Restore rule of law, order in Mamelodi

Regular readers of Sowetan will be familiar with the name Vusi Mathibela, or even more so, his moniker Khekhe.

Vusi Mathibela has been sentenced for the murder of businessman Wandile Bozwana.
Vusi Mathibela has been sentenced for the murder of businessman Wandile Bozwana. (THULANI MBELE)

Regular readers of Sowetan will be familiar with the name Vusi Mathibela, or even more so, his moniker Khekhe. The man is behind bars at the moment, awaiting trial for among others the murder of businessman Wandile Bozwana, who was shot dead in his car on a busy highway in Pretoria a few years ago.

Khekhe is otherwise infamous for allegedly running an extortion ring in Mamelodi, a township east of Pretoria, where taxi associations or operators were made to pay some sort of fee to be allowed to run the routes of the township. The man had build himself a reputation of a man-about-town, hobnobbing with the likes of former world boxing champion Floyd Mayweather.

Mathibela's reputation certainly preceeds him so much so that it was alleged in one of our previous reports on him that he continued to run his alleged criminal empire from his prison cell.

The jury is still very much out on Khekhe and his alleged business of making a living out of terrorising not just ordinary residents and informal traders of Mamelodi but also taxi operators regardless of the usual fearsome reputation of the industry.

Now, yesterday we published more stories of the sort of activity synonymous with Mathibela. Residents and spaza shop owners told Sowetan of the continued reign of terror of a gang menacingly named Boko Harram, with connections to none but Khekhe.

The thugs are said to demand that tuck shop owners, mostly of foreign origin, pay what is euphemistically referred to as a "protection fee". The amounts of up to R400 a month are seemingly the standard.

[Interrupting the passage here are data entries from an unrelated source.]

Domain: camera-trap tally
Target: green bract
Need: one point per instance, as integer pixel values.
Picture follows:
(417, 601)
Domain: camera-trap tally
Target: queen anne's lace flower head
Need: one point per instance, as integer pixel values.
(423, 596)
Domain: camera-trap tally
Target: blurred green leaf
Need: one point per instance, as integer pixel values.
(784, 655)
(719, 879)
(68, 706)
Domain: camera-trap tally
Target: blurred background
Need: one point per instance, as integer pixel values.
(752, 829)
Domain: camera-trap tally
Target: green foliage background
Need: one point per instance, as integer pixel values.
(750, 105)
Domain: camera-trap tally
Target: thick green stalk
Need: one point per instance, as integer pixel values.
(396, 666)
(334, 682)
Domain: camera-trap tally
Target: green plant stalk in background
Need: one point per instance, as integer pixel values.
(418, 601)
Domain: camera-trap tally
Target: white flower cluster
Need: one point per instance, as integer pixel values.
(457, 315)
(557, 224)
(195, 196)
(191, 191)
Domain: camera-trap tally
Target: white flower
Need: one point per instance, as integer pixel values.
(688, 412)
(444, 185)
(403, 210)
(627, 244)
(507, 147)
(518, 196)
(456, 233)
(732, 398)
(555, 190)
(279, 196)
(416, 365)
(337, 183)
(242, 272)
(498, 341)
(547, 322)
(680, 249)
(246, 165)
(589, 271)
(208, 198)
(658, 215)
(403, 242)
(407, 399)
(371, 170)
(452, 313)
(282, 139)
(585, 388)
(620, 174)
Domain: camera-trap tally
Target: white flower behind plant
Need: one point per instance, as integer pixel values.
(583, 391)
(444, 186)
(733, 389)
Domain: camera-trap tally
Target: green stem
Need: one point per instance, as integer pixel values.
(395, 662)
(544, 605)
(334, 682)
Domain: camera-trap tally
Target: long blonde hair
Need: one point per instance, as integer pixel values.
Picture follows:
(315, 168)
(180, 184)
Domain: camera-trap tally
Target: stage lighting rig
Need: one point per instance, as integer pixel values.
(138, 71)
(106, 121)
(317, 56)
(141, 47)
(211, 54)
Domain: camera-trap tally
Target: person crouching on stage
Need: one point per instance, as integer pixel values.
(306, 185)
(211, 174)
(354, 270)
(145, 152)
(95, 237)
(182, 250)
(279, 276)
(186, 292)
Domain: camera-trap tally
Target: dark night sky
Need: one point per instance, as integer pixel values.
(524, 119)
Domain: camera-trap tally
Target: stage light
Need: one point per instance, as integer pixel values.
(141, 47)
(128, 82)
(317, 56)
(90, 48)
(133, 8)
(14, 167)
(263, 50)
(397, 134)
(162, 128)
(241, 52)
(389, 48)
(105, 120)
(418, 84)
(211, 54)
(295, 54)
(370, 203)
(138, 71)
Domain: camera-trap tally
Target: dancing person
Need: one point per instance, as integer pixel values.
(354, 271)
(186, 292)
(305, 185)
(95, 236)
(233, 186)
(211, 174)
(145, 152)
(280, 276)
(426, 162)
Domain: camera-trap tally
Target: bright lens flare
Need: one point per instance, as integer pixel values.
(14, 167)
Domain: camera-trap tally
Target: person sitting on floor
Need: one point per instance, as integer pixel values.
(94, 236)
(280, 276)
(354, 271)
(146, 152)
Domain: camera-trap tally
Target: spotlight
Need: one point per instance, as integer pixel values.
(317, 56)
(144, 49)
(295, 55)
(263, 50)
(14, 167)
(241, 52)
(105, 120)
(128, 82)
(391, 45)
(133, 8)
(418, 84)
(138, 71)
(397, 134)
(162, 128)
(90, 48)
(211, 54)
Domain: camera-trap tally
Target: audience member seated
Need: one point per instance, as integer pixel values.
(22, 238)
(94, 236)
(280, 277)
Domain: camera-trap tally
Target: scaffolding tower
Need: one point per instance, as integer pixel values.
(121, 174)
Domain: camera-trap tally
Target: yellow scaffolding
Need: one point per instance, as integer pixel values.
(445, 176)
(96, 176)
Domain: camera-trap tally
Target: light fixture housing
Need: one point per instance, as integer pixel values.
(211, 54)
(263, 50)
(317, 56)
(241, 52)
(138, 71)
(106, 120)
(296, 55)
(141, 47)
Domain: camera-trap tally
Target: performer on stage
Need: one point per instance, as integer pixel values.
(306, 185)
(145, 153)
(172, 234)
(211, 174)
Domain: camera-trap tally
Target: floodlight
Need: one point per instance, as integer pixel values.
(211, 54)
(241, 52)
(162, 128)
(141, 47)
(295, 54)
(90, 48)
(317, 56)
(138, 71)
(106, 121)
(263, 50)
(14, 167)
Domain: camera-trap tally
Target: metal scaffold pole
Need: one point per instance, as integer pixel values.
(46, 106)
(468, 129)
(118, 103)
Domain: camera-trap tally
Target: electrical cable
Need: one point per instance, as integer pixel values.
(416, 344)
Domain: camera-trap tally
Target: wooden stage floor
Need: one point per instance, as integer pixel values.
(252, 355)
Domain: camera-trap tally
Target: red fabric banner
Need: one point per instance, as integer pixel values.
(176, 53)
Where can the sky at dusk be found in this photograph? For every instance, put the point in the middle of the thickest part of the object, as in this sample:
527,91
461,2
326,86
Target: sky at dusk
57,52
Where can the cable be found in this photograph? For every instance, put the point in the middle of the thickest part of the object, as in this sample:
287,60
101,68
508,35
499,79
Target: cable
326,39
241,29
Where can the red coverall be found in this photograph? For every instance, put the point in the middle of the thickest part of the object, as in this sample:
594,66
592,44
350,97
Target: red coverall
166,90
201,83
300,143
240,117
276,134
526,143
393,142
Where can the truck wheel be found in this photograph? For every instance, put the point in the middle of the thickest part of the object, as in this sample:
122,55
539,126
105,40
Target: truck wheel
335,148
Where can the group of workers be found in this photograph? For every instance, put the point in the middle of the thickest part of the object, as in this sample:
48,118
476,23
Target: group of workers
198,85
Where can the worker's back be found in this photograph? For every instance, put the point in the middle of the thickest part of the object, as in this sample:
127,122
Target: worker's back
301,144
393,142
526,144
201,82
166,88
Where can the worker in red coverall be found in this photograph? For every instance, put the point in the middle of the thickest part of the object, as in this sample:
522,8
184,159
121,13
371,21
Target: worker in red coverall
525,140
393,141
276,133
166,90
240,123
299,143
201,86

The whole scenario paints a vivid picture of the actual collapse of the rule of law often experienced to varying degrees in this country.

A foreign shop owner told Sowetan that he felt much safer paying the extortion gang because he's no longer bothered by hoodlums who often robbed him because Boko Haram responds swiftly to his distress calls. He said while the cops drag their feet, the Boko Haram thugs are quick to save him from robbers.

Labels such as failed state may sound grandiose when bandied about, but we can imagine it would manifest itself  on the local level the way it is unfolding in Mamelodi East. The situation there calls for authorities to act and do so decisively. We welcome the arrest of some members of the gang and hope their cases will be concluded to a logical end.

What must follow is that those entrusted to uphold the rule of law, namely the police, of course with the help of civil society, do so and bring back respect for the law on both sides of the blue line.